AMMag : Votre actualité, en dehors de l'hémicycle, c'est aussi un livre : Tenir bon. Quelque part en phase avec ce que vit la France ?
A.P. : C’est un livre aussi personnel que politique. Comme son titre. Un message de résistance et d’espérance à la fois. J’ai un parcours atypique et le caractère bien trempé qui va avec. Mais, de ce parcours, je tire des leçons politiques et peut-être même universelles. Si nous voulons que notre nation prospère et qu’elle impressionne à nouveau le monde, elle doit avoir quelque chose à dire.
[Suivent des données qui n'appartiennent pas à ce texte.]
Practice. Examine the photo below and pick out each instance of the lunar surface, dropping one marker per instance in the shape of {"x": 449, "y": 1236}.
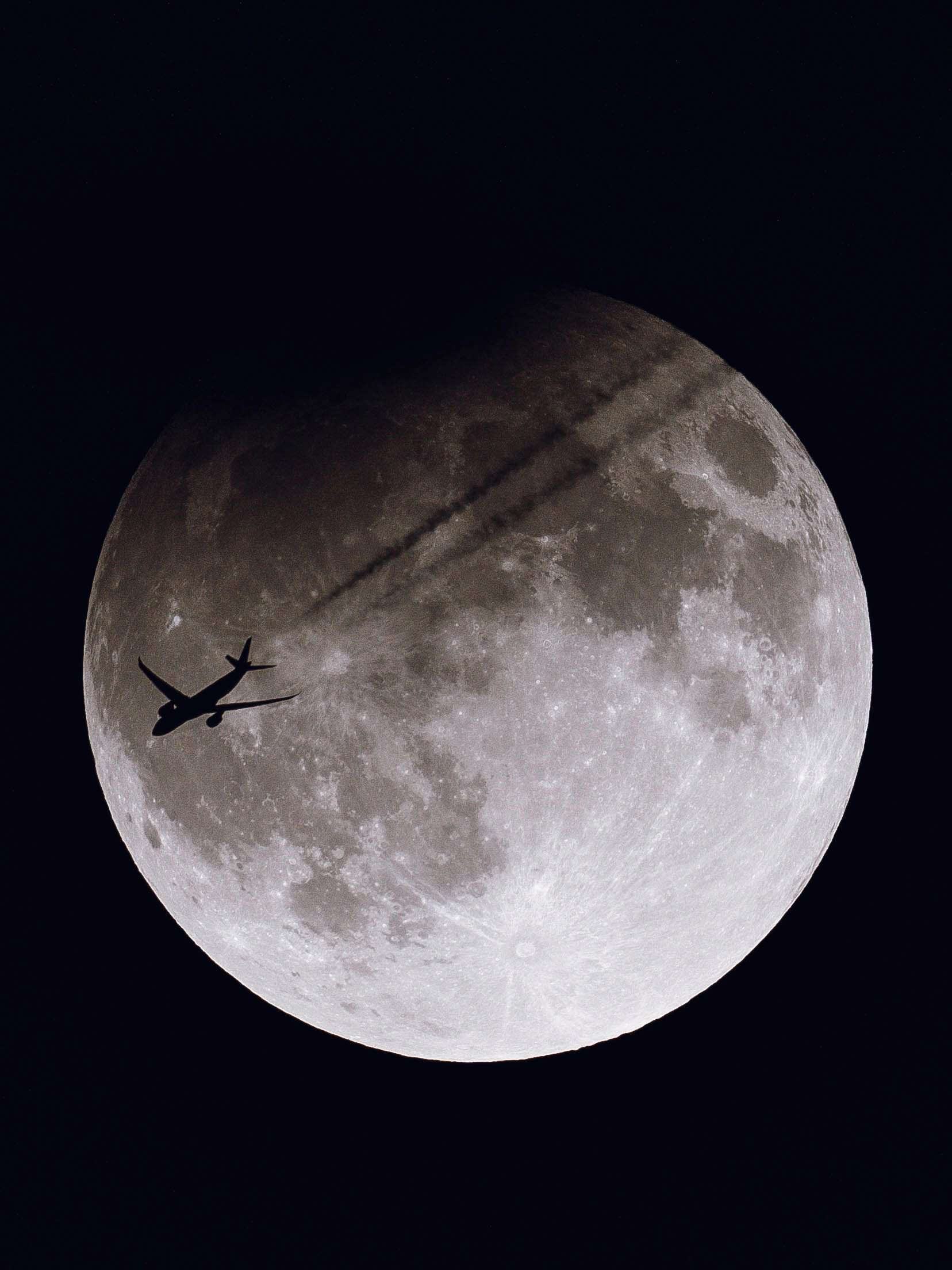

Or, aujourd’hui, nous ne disons plus rien. La France est devenue une brindille dans les tempêtes. Tenir bon, c’est résister aux modes et aux effondrements de valeurs d’une certaine époque. Et c’est aussi bâtir, doucement mais sûrement, un autre horizon. Il y a toujours de l’espoir dans la résistance. Comme un esprit français à retrouver. Dans ce livre, je retrace quinze ans d’engagement public, depuis mes 21 ans et ma toute première élection. J’étais à l’époque déjà une anomalie dans cette terre lotoise ancrée à gauche. Depuis, je suis devenu maire, élu régional et député. Je ne crois pas aux parcours déracinés, à ces élus qui exercent leurs missions comme de banals « jobs ». Pour mener de grandes batailles, il faut des cicatrices, des idéaux, des racines.
La faute principale d’Emmanuel Macron et de la macronie a été de vouloir effacer les clivages. En effaçant les repères, ils ont effacé les valeurs. L’émergence des populismes en est la conséquence. Une génération politique doit à mon sens tracer un chemin nouveau. Cela vaut dans ma famille politique comme ailleurs. Retrouver des repères, une droite et une gauche. Retrouver une maîtrise de notre destin commun. Accepter de remettre de la souveraineté partout. Et changer la vie. Sans cette exigence et sans cette ambition de changer la vie de nos concitoyens, la politique disparaîtra. C’est tout le sens de mon engagement qui prend souvent des airs de combat. Pour l’avenir. 
 
Biographie
Né en 1986 à Cahors (Lot), Aurélien Pradié est une personnalité politique française, membre des Républicains et élu du Lot. Il a été conseiller général et maire de Labastide-Murat, avant d’être élu député en 2017. Il est aussi conseiller régional d’Occitanie. Il est l’auteur de Tenir bon aux éditions Bouquins (2023).